Introducción
Cuando la prestación debida no se cumple en tiempo y forma el deudor de una obligación se convierte en incumplidor. Las normas jurídicas dan derecho al acreedor a procurar la satisfacción de la misma prestación originaria más otras que compensen los daños derivados del cumplimiento tardío.
Cuando la prestación originaria no se obtiene, el acreedor tiene derecho a lograr una prestación sustitutiva equivalente más la reparación de los daños moratorios.
Cuando el deudor no repara voluntariamente el daño derivado de su incumplimiento, el acreedor tiene el derecho de satisfacción coactiva o forzada sobre el patrimonio del deudor. Pero para que ello suceda existen dos formas:
1. Forma ordinaria o ejecución individual.
2. Forma especial o ejecución colectiva.
EJECUCIÓN INDIVIDUAL
La forma ordinaria como el acreedor requiere de los órganos judiciales la protección de sus derechos es mediante alguno de los procedimientos de ejecución o juicios ejecutivos individuales.
Cada acreedor procura individualmente obtener el cobro de su crédito mediante la liquidación judicial de alguno o algunos bienes del deudor incumplidor. Mientras los bienes ejecutados por los diferentes acreedores no sean los mismos, y existan bienes suficientes para que todos logren el cobro forzado, las distintas ejecuciones individuales siguen por caminos separados y sin punto de contacto.
Otras veces ocurre que los bienes del deudor son insuficientes para afrontar la totalidad de los créditos cuyos titulares han promovido ejecuciones individuales. De esta manera se da una convergencia que da lugar a la concurrencia de varios acreedores que compiten sobre un mismo producto.
Si esto sucede hay que atender a la jerarquía de los diferentes créditos, según los privilegios que pudieran tener.
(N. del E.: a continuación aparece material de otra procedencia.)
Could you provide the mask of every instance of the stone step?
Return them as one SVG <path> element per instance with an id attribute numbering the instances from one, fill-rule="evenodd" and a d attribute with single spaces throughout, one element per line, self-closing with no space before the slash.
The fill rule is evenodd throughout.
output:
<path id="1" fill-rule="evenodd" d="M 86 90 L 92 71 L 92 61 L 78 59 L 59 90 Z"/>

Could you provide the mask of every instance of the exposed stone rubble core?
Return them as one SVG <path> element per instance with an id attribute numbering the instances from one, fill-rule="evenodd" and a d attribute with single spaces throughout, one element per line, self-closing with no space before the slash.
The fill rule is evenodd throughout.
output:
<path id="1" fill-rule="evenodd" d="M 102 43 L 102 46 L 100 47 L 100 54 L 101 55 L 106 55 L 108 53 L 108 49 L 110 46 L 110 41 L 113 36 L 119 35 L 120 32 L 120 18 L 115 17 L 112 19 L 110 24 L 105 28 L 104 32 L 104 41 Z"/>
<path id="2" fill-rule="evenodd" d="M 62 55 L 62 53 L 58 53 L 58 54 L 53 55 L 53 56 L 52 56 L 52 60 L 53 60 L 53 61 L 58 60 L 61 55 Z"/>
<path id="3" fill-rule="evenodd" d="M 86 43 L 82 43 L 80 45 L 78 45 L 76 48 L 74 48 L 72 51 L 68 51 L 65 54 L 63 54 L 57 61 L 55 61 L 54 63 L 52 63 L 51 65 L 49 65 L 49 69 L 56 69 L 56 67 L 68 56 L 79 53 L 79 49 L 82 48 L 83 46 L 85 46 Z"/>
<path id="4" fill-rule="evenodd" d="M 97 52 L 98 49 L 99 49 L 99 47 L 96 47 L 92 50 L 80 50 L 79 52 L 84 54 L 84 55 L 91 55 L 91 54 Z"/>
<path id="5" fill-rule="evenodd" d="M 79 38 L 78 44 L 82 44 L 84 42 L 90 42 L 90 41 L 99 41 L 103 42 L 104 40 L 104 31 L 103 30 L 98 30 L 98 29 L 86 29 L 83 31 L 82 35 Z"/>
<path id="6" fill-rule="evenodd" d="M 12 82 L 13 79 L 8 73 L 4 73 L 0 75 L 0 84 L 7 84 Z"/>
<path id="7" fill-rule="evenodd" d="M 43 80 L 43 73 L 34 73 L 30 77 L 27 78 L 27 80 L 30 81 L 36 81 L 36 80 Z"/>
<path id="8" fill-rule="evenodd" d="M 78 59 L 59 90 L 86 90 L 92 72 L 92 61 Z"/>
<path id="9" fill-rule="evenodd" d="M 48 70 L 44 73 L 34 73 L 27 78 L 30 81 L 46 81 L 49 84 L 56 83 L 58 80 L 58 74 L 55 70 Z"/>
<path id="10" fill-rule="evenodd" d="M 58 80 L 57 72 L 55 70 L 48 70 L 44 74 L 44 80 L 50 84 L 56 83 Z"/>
La regla del reparto en los casos de concurrencia dentro de las ejecuciones individuales se expresa con la formula prior in tempore potior in iure (primero en el tiempo, mejor en el derecho). Esto significa que el acreedor que cauteló antes que los demás el bien o bienes cuyo producto escaso se disputa se encontrará en una mejor situación de cobro respecto de los demás acreedores.
EJECUCIÓN COLECTIVA
En la ejecución colectiva el deudor debe enfrentarse con todos sus acreedores. En la quiebra todos los bienes del deudor se liquidan para distribuir el producto de la venta entre todos los acreedores.
Las medidas cautelares obtenidas en las ejecuciones individuales no asignan prioridad alguna en el proceso de quiebra, de manera que la velocidad o anticipación del acreedor en embargar los bienes de su deudor no se traduce en ventaja alguna para aquél si después se declara la quiebra de éste.
En la quiebra los privilegios se rigen por la legislación concursal, por ello, como no hay prelaciones el reparto del producto escaso se hace proporcionalmente o a prorrata, dentro de cada una de las categorías de acreedores. Como regla, en la quiebra todos los acreedores son iguales, de modo tal que cobran igual porcentaje.
Así, se hace efectivo un principio que es propio de la concursalidad y que es conocido como pars condicio creditorum (igualdad o paridad de tratamiento de los créditos).
A diferencia del presupuesto de iniciación de la ejecución individual (el incumplimiento), el presupuesto objetivo de apertura de la quiebra es el estado de cesación de pagos o insolvencia del patrimonio del deudor. Se configura este presupuesto cuando el patrimonio del deudor resulta impotente para afrontar, con medios regulares de pago, las deudas o exigibilidades corrientes.